Była barania skóra, oscypki i inne produkty regionalne. 26 października, w sanktuarium Matki Bożej w Ludźmierzu, podczas jesiennego Święta Bacowskiego, górale podziękowali za tegoroczny wypas.
Wszystkich baców i juhasów przywitał ks. Kazimierz Klimczak, proboszcz parafii w Ludźmierzu. - Chcemy dziękować Bogu, za to, że są tacy, którzy podtrzymują tę tradycję ojców - mówi duchowny.
Z kolei ks. Tadeusz Skupień, wikary z parafii św. Katarzyny w Nowym Targu, w kazaniu nawiązał do odczytanej Ewangelii. - Człowiek się Panu Bogu traci, a Pan Bóg go szuka. Przychodzimy tutaj, bo chcemy, żeby Pan Bóg ciągle nas znajdywał. Dobrze, że mamy naszą Mateczkę, to nam lżej na duszy. I dobrze, że mamy Kościół. Czy często wołamy, jak ta owca stracona: Panie Boże wyciągnij mnie z tego dołka? - pytał kaznodzieja.
W czasie procesji z darami do ołtarza bacowie przynieśli regionalne produkty, a jeden z juhasów założył na swój strój góralski baranią skórę, która została wcześniej zdjęta z tegorocznej owcy.
Z bacami i juhasami spotkali się też obecni na uroczystości Andrzej Gąsienica-Makowski, starosta tatrzański oraz Andrzej Skupień, prezes Związku Podhalan i wicestarosta powiatu tatrzańskiego.
Jak przypomina ks.

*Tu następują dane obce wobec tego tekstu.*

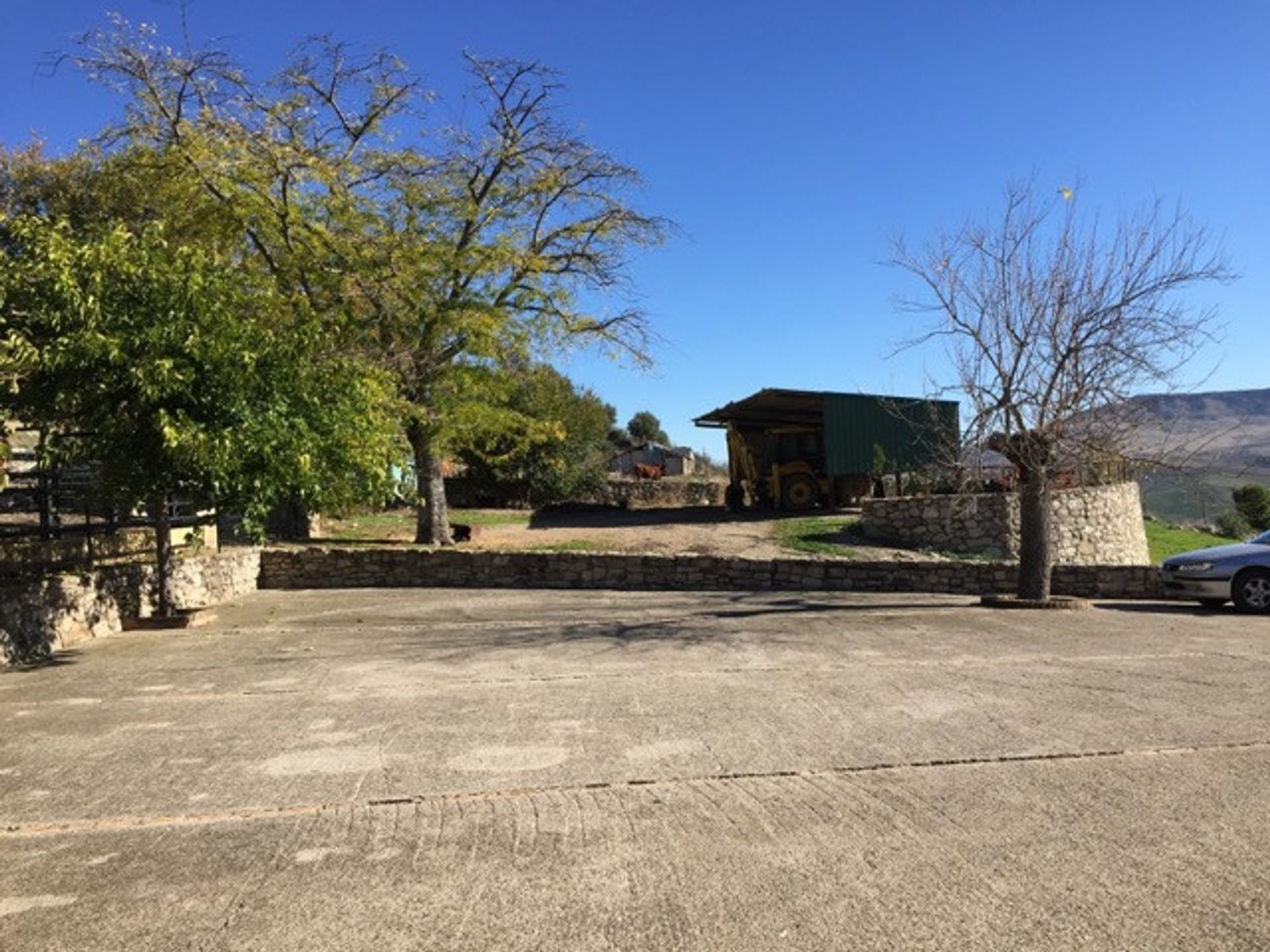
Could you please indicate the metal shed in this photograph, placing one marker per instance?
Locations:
(795, 447)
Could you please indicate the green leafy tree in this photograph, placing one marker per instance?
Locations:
(1253, 502)
(644, 427)
(154, 364)
(444, 260)
(560, 451)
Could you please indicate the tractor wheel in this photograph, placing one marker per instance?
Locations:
(799, 492)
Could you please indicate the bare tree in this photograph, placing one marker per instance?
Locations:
(1052, 323)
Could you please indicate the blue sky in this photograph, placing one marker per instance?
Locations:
(790, 141)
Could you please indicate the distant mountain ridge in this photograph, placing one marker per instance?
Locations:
(1218, 440)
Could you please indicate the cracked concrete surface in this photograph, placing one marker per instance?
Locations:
(529, 770)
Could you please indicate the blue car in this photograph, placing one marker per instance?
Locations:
(1238, 573)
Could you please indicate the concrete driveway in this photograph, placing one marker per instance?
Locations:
(429, 770)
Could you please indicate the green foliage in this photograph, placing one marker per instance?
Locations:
(814, 535)
(558, 450)
(1166, 541)
(1253, 502)
(444, 254)
(1232, 524)
(646, 427)
(168, 370)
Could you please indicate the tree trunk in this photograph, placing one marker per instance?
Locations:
(1035, 553)
(163, 555)
(432, 518)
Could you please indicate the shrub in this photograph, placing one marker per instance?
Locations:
(1253, 503)
(1232, 526)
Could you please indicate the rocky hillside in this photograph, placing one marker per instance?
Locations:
(1218, 440)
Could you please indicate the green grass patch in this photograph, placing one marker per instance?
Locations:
(574, 545)
(814, 535)
(399, 524)
(1165, 541)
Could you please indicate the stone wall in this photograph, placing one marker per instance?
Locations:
(38, 616)
(317, 568)
(1093, 524)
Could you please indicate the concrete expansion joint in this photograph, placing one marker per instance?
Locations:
(249, 814)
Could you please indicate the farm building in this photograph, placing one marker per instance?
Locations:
(672, 461)
(798, 448)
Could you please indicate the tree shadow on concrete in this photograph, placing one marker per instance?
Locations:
(54, 659)
(1171, 608)
(615, 518)
(689, 630)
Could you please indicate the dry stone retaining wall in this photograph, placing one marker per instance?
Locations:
(1093, 524)
(38, 616)
(316, 568)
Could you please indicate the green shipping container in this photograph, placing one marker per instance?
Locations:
(912, 433)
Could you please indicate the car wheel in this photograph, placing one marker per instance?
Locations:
(1251, 590)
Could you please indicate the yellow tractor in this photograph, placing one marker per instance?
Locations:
(779, 469)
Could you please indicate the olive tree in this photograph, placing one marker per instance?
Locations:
(441, 253)
(1052, 321)
(155, 362)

Kazimierz Klimczak, bacowie od dawna wędrowali do Ludźmierza po wodę święconą, którą święcili swe kierdle (czyli stada owiec) na znak, że owce i bydło są darem Bożym i trzeba nie tylko zajmować się nimi, ale także powierzać je Bogu w modlitwie. Święto Bacowskie odbywa się zwykle w dzień wspomnienia św. Michała lub najbliższą niedzielę. Św. Wojciech jest patronem redyku (wypędu owiec na pastwiska górskie) wiosennego, a św. Michał Archanioł - jesiennego, kiedy owce wracają z hal.